I mean, you've got ten yaks to one sheep, but you've also got to contribute something so they'll rotate the prayer-wheel twenty times and the Lama will be nice to you. These pre-money societies are invariably more vicious and brutal. What people find more brutal and vicious about a money-based society, is that it's more naked. And I prefer social relations to be out in the open.
It's incomprehensible to me that people would find modern society worse than the previous society. What they're really finding is that it's more noticeably unacceptable.
You could go for a thousand years in medieval society and be a happy contented serf, whereas you can't last more than a couple of years in the modern workforce without becoming a discontented worker.
I think there's more than a sniff of the Enlightenment project in some of those values there!
But ... money be more naked and transparent and more obvious, but it also has its own mystique, and I think that money functions in our society, in the sort of economy we have today, in a way that no longer has very much to do with producing the basic necessities of life and fulfilling basic human needs. Most of the accumulation of wealth and capital that we witness in our present-day society is all to do with the higher needs. We can all think of any number of commodities which we see constantly advertised and presented to us on Television as fulfilling our desire to be lovable, to be loved, to be attractive, to be playful, to be desirable.

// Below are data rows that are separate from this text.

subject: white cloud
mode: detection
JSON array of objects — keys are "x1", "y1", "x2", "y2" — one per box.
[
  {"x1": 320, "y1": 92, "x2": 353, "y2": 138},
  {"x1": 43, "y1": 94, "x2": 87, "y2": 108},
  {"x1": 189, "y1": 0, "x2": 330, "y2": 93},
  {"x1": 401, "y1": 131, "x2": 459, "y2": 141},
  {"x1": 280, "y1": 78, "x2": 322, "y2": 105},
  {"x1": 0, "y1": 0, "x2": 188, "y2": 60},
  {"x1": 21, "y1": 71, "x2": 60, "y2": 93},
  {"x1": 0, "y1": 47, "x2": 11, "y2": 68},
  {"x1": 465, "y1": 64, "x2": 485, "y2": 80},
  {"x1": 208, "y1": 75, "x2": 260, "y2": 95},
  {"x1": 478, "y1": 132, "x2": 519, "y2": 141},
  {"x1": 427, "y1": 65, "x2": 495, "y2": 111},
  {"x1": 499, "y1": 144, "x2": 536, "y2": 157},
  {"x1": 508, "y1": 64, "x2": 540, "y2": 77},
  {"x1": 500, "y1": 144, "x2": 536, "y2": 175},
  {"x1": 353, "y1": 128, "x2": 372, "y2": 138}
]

We are gradually finding more and more that the value accorded to corporations and to what they produce and how they represent themselves is all to do with appearances.
That's what makes it a Hall of Mirrors and that's what makes it more malleable and that's what gives us real alternatives to the only two alternatives that I hear keep coming up in comment after comment, that alternative is “Let’s drop out and set up our own small alternatives society”, which is as I said before is an option, but an option only for a few.
And the other option I hear presented again and again: “Let’s fight!”. But the reality is, liberal democracies will not allow a successful fight, and, history shows that if we did all collectively grab the means of production, history shows that you would just create a fresh tyranny. Because that's what revolutions in the past have always ended up being.
So I don't hold out too much hope for either of those two solutions for our dilemma.
The third alternative, the middle way, is to awaken and to acknowledge personal responsibility for the ways in which that whole global system feeds on our own individual desires because the currency of modern society is not stuff, it's not physical things, it's not bread and butter, it's desire. And that is within our personal scope to recognise and acknowledge and understand the dynamics of, and therefore to decide whether we're part of it or whether we actually want to take a different direction.
We can awaken to the dynamic of capitalism, because the creative destruction which is the essence of capitalism, feeds in directly to our desire for the new.
This is more in the way of a quick comment. I do think though that we have to be really careful about getting away from the real issue of sustainability by just talking about the “idiocy of rural life”. The point is that there's no natural romantic paradise to return to now anyway.
[A questioner asked whether the meeting had made facilities for the disabled and another questioner asked if when we had a world without money, would it still be a patriarchal system?]
I'm sure we can find some people with wheel chairs in this society who would come to a meeting about money and would sit there passively and would need a lot of people to come up to them and ask “Do you need help?”. The fact is that people on wheelchairs today are putting their wheelchairs in front of trams to make sure that they can't move. I saw them there, the same day as S11, they know what to do, and women today know what to do.
And I am just so sick of this wimpy shit.